Nachrichten mit Botschaft
Dann müssen jetzt andere Mittel her. Mit einer Gesichtserkennungssoftware finden die russischen Journalisten einen Ukrainer, der Nikolai G. in Hamburg Aufträge für Anschläge gegeben haben soll. Hier kommt man jetzt nicht mehr weiter, also folgen im Beitrag andere Fälle, bei denen Personen aus dem Westen angeblich Russland schaden wollten. Ein als Experte vorgestellter Mann erklärt, dass alle Spuren eindeutig in die Ukraine führen würden.
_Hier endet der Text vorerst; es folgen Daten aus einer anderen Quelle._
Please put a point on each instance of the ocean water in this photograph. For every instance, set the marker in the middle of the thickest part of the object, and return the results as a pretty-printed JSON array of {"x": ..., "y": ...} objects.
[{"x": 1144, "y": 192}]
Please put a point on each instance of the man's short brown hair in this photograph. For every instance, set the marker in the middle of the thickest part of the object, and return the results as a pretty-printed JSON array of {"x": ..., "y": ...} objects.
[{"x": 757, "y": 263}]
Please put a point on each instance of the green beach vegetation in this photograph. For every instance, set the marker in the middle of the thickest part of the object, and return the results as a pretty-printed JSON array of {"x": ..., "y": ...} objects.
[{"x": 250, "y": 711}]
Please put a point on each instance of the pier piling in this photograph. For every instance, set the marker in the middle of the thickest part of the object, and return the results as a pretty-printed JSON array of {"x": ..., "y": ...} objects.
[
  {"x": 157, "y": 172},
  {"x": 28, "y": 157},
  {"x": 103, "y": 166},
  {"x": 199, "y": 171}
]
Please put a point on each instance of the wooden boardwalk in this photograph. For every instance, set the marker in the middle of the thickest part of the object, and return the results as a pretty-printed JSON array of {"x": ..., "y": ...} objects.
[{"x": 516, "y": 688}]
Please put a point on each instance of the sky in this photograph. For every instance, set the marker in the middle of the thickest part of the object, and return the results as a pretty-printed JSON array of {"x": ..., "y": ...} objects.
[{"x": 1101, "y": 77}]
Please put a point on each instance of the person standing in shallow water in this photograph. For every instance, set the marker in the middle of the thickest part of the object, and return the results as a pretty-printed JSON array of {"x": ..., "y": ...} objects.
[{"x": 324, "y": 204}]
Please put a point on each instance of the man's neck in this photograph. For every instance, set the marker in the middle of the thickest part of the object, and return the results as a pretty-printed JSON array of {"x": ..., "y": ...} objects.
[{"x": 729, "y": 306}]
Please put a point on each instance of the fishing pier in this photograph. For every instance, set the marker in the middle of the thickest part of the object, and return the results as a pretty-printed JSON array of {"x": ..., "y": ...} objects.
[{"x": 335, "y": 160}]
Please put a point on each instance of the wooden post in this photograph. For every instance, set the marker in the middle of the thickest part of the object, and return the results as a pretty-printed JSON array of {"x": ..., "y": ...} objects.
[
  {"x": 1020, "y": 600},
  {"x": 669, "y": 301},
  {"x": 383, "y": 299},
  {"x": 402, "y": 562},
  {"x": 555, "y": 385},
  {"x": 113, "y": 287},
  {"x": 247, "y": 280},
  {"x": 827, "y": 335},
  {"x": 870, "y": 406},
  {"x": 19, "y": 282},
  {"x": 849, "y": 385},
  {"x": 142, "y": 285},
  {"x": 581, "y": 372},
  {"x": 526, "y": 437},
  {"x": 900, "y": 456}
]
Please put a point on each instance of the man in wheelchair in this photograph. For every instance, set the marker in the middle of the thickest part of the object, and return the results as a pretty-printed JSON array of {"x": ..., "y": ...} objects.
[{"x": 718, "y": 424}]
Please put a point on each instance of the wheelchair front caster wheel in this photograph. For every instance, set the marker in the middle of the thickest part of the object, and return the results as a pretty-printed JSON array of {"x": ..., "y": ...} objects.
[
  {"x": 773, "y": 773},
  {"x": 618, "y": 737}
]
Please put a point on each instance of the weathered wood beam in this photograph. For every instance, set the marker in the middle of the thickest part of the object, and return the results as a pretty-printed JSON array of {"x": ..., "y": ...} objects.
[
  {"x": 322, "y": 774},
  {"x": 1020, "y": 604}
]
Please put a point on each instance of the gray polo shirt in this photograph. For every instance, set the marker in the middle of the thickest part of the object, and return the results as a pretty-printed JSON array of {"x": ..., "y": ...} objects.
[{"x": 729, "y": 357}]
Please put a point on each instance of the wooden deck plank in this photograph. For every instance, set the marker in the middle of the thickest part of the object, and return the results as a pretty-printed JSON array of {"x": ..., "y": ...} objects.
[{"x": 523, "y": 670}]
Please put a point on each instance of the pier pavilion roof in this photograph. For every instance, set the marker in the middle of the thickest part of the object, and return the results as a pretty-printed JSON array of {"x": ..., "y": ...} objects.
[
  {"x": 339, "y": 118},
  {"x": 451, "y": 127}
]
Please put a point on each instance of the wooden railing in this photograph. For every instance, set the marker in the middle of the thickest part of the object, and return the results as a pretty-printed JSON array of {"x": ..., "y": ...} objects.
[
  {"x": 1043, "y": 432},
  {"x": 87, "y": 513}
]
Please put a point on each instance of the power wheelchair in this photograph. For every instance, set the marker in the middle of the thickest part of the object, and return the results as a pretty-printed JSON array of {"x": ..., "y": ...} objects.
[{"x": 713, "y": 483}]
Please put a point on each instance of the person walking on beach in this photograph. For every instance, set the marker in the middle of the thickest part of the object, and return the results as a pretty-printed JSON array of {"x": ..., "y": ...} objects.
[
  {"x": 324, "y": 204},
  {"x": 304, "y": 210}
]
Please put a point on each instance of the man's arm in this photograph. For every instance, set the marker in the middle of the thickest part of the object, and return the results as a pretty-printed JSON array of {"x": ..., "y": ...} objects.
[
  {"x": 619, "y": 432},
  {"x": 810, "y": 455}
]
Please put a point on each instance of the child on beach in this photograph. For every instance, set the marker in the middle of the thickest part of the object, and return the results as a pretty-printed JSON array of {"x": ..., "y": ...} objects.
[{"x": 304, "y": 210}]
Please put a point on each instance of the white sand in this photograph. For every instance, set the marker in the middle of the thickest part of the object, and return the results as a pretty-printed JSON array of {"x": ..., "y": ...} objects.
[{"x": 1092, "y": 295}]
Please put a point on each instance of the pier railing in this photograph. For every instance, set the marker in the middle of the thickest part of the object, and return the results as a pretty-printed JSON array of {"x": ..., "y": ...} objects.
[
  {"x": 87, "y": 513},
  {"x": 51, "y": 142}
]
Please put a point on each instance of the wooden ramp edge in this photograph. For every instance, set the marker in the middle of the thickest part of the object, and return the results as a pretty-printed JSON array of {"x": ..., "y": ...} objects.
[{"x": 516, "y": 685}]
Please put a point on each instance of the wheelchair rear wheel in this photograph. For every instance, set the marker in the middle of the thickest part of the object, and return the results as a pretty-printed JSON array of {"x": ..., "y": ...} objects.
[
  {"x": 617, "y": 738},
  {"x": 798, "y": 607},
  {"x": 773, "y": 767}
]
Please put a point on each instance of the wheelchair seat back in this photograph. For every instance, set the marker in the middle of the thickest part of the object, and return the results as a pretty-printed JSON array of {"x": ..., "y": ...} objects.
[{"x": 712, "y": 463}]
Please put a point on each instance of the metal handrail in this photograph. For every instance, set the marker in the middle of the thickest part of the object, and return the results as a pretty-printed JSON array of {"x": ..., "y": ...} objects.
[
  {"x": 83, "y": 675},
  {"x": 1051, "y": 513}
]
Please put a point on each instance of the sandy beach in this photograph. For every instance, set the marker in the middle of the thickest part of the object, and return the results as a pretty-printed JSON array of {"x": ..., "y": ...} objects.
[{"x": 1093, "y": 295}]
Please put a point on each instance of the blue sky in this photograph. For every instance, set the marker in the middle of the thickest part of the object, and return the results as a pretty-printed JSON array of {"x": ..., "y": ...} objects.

Und fertig sind sechs Minuten russische Propaganda.
Wie es mit Nikolai G. weitergeht, ob die Staatsanwaltschaft ein Verfahren einleitet? Dazu keine weiteren Informationen. Offen ist auch, warum die Festnahme aus dem Oktober erst jetzt gezeigt wird. Klar scheint aber, dass die Veröffentlichung mit hoher Wahrscheinlichkeit eng mit dem Kreml abgestimmt wurde. Denn der russische "Perwij Kanal" ist ein wichtiges Sprachrohr des russischen Präsidenten.
Die Veröffentlichung hat mindestens zwei Botschaften. Die russischen Zuschauer erfahren, wie sehr ihr Land angeblich durch die Ukraine bedroht sei. Und in Deutschland kommt die Nachricht an, dass Putin einen deutschen Staatsbürger in seiner Gewalt hat. Nun hat Putin ein neues Faustpfand. Erst im Sommer hatte sich die Bundesregierung durchgerungen, im Tausch für westliche Geiseln und russische Oppositionelle den sogenannten "Tiergarten-Mörder" aus der Haft an Russland zu übergeben.